OK, now that we’ve dispensed with fantasy time, let’s revisit this post and consider the following…

  • In its first fiscal budget from April 2001, the Bush Administration cut $270 million in disaster relief programs.


  • It proposed a $71.2 million reduction in federal funding to the U.S. Army Corps of Engineers for fiscal year 2006 (the article providing this information was dated June 6, 2005).


  • Mississippi Governor Haley Barbour led a successful effort to squash new regulations on CO2 emissions in 2001, as noted by Robert Kennedy in the linked Rolling Stone article (in case you believe the climate crisis played a part in Katrina, which I do).


  • Another linked Baltimore Sun article describes the demoralization of FEMA under Bushco and Mike Brown due to favoritism, incompetence, and the fact that it was rolled under DHS and Chertoff.


  • Also, Harry Shearer of HuffPo notes here that the Army Corps of Engineers "hurricane protection project" has been wracked for years with design and construction flaws that proved catastrophic (and that means that this didn’t fall under Bushco in its entirety, but part of it did).
  • And as noted from this link, here is how the Preznit responded in a speech on Thursday September 1, 2005…

    "George W. Bush gave one of the worst speeches of his life yesterday, especially given the level of national distress and the need for words of consolation and wisdom. In what seems to be a ritual in this administration, the president appeared a day later than he was needed. He then read an address of a quality more appropriate for an Arbor Day celebration: a long laundry list of pounds of ice, generators and blankets delivered to the stricken Gulf Coast. He advised the public that anybody who wanted to help should send cash, grinned, and promised that everything would work out in the end."
    And lest we forget, Arianna Huffington reminds us here of Dubya’s “flyover” moment on Wednesday August 31st, two days after Katrina hit.

    Yep, he doesn’t have a damn thing to act cocky about – as usual – given the contrast between the California fires and Katrina (or, as New Orleans Mayor Ray Nagin put it questionably, “a paper cut versus an amputation”).

    And from the water to the air, we have the following from the Bucks County Courier Times on Saturday (in its “Thumbs Up, Thumbs Down” section - a "Thumbs Down" offered here)…

    To the federal government for withholding information about air travel safety because officials fear it would upset travelers.

    NASA recently conducted a survey of pilots that revealed that near-collisions, runway interference and other safety problems occur much more than previously thought, according to an individual close to the survey who spoke on the condition of anonymity. However, the results are being kept under wraps since they could “materially affect public confidence in, and the commercial welfare of, the air carriers…”

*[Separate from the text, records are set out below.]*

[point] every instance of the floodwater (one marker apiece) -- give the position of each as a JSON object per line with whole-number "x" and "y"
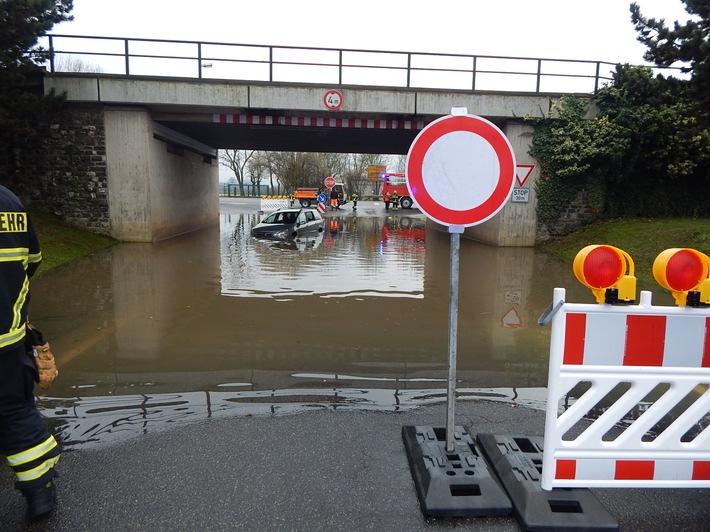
{"x": 216, "y": 323}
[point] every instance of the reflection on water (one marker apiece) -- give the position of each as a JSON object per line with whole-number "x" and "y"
{"x": 353, "y": 257}
{"x": 87, "y": 422}
{"x": 359, "y": 313}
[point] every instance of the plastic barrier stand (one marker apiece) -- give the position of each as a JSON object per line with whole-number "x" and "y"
{"x": 517, "y": 461}
{"x": 456, "y": 484}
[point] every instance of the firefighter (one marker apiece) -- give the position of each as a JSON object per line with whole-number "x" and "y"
{"x": 395, "y": 200}
{"x": 29, "y": 449}
{"x": 334, "y": 199}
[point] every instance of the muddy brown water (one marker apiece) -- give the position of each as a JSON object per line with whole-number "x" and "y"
{"x": 216, "y": 323}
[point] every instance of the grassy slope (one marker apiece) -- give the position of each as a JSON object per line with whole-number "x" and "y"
{"x": 62, "y": 243}
{"x": 642, "y": 239}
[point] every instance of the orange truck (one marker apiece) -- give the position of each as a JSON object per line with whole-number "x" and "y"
{"x": 398, "y": 183}
{"x": 306, "y": 196}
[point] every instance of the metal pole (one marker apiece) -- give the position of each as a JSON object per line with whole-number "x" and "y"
{"x": 453, "y": 328}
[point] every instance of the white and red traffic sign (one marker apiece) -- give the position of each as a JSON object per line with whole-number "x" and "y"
{"x": 522, "y": 172}
{"x": 333, "y": 99}
{"x": 460, "y": 170}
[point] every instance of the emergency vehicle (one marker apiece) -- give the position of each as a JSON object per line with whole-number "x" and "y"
{"x": 397, "y": 182}
{"x": 309, "y": 196}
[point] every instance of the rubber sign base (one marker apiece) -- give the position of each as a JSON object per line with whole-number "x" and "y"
{"x": 452, "y": 484}
{"x": 517, "y": 460}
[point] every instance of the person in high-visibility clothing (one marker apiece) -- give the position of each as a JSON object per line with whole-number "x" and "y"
{"x": 29, "y": 449}
{"x": 354, "y": 197}
{"x": 395, "y": 200}
{"x": 334, "y": 199}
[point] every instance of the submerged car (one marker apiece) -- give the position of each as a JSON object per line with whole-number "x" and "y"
{"x": 285, "y": 224}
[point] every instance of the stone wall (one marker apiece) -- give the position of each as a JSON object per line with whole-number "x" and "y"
{"x": 64, "y": 168}
{"x": 579, "y": 213}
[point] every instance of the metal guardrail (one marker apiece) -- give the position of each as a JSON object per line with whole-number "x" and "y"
{"x": 274, "y": 64}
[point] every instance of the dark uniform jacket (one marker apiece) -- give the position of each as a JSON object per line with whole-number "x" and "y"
{"x": 19, "y": 258}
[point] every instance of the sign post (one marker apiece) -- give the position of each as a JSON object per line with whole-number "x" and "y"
{"x": 460, "y": 171}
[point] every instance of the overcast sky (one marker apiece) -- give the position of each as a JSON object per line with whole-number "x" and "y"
{"x": 599, "y": 30}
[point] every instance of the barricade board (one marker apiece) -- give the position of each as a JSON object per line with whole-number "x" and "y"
{"x": 634, "y": 382}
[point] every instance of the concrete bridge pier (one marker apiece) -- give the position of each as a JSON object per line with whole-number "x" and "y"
{"x": 159, "y": 184}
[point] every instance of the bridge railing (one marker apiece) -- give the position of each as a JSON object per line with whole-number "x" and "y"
{"x": 266, "y": 63}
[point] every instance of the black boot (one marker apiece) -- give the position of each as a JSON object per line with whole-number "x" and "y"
{"x": 42, "y": 500}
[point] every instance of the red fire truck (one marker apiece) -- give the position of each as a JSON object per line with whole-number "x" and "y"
{"x": 396, "y": 183}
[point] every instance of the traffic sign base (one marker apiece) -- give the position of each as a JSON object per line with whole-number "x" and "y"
{"x": 517, "y": 460}
{"x": 456, "y": 484}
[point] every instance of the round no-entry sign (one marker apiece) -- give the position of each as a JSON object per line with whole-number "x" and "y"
{"x": 460, "y": 170}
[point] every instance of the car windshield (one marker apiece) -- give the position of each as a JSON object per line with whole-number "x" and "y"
{"x": 281, "y": 218}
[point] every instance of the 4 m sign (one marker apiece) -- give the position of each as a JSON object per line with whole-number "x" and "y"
{"x": 333, "y": 100}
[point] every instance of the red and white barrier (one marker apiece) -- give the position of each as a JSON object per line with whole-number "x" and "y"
{"x": 635, "y": 380}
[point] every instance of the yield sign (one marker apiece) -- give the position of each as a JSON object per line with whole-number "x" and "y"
{"x": 511, "y": 319}
{"x": 522, "y": 172}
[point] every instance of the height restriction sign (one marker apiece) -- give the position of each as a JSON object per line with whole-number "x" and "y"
{"x": 460, "y": 169}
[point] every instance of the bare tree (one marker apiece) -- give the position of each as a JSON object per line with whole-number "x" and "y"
{"x": 72, "y": 63}
{"x": 236, "y": 161}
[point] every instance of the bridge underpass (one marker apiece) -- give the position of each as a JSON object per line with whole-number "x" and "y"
{"x": 162, "y": 137}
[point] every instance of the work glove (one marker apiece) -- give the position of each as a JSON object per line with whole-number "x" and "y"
{"x": 42, "y": 357}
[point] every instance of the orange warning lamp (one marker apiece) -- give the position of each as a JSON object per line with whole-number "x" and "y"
{"x": 686, "y": 273}
{"x": 608, "y": 271}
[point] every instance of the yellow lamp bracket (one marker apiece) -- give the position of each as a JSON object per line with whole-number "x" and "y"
{"x": 686, "y": 273}
{"x": 608, "y": 272}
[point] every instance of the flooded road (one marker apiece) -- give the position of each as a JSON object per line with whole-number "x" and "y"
{"x": 216, "y": 323}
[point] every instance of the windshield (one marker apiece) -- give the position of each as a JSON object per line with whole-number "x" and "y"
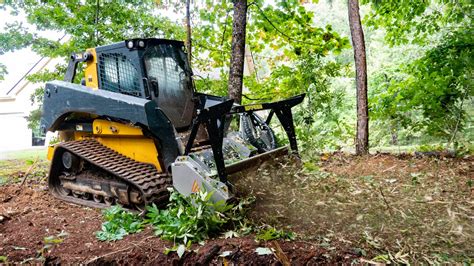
{"x": 166, "y": 63}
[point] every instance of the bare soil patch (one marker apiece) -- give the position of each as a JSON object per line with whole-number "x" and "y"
{"x": 392, "y": 208}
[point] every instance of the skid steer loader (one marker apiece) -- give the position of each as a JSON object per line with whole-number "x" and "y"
{"x": 135, "y": 126}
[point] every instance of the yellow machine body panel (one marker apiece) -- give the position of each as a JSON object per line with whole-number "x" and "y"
{"x": 92, "y": 80}
{"x": 125, "y": 139}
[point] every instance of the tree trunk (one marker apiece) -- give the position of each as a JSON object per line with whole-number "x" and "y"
{"x": 188, "y": 31}
{"x": 237, "y": 58}
{"x": 358, "y": 43}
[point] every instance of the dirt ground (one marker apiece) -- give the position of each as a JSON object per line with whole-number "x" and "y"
{"x": 381, "y": 208}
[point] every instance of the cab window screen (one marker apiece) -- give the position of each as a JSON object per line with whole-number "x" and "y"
{"x": 118, "y": 74}
{"x": 165, "y": 63}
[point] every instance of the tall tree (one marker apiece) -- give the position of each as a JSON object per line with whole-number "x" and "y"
{"x": 237, "y": 58}
{"x": 358, "y": 43}
{"x": 188, "y": 31}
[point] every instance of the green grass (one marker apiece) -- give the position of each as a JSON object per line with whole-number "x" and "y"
{"x": 30, "y": 154}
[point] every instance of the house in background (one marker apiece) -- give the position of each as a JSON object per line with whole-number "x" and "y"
{"x": 16, "y": 105}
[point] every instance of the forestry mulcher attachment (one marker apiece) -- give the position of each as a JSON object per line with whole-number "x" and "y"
{"x": 135, "y": 126}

    Love that “and the commercial welfare of” line, don’t you? Sounds like code for “We don’t want you to know how much danger you could be in because it might hurt the airline industry.” At least this time federal officials are being transparent about their misguided motivations.
    It never ceases to amaze me how a media outlet of one type or another that is inherently Repug-friendly (with notable exceptions, such as the C-T’s endorsement of Patrick Murphy last year) professes surprise when it realizes that, my God, these people don’t govern well because they don’t like government!

    Also, I don’t know if anyone besides me noticed, but the new work rules implemented under Dubya’s FAA for the air traffic controllers has had the effect of making many more of them retire than expected as of September 30th, as noted here (OK, on cue, Bushco – “no one could have foreseen this…”).

    Hmmm, I seem to recall another Oval Office Repug who had trouble with air traffic controllers; guess this is where Dubya got the idea to mess around with these people, huh?

    Nothing like anxiety at 30,000-plus feet, is there?